While most ransomware takes advantage of user action and user rights, some of the most recent variants have, once a user launches them, attempted to exploit unpatched vulnerabilities in other systems in order to spread. Keeping up with all the patches and updates may seem like a lot of work, but a patch management application can greatly reduce that workload, and also greatly increase the likelihood that all of your servers and workstations, operating systems and applications, are fully patched. This is a great way to reduce your exposure to ransomware and other malware.
Whether you want to enforce your acceptable use policy, restrict user access to inappropriate websites, or just protect your users from the worst the web has to offer, a web filtering solution is a critical part of a defence in depth approach to network security. While a lot of ransomware comes into environments by way of malicious attachments in emails, there are still plenty of infected downloads that carry ransomware in from websites all over the Internet. Web filtering can check lists of known malicious or compromised websites, as well as scan downloads for infections before they get to the user’s workstation. It’s the last technical layer of your defence, and it’s a critical one. But we saved the most important for last.
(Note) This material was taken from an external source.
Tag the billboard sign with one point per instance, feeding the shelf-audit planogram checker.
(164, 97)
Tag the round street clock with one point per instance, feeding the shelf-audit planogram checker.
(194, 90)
Never, ever, underestimate the importance of user education. They are your last line of defense against ransomware, malware, phishing, or any other attack since it’s they who are the targets, and they are the ones who click, or double-click, what they should not. If a user is fooled by a phishing email that you can tell at a glance is fake, then you have failed to properly educate your users. If a user fills out an online form asking for their account information, and you didn’t block the phishing message that sent them there, or the website when they clicked the link, then you failed to make them aware of the risks, and to question those things that are not right. You have to educate your users, and do it repeatedly, because at the end of the day, when all is said and done, something is going to get through every other layer of defense you have and whether or not they click comes down to whether you taught them well, or not.
Ransomware is a threat that isn’t going away, and if you haven’t been impacted by it yet, consider yourself to be very lucky. But don’t count on your luck to hold. Take action now to ensure you have a layered security approach in place to protect your users, your data, and your customers from the threats ransomware presents.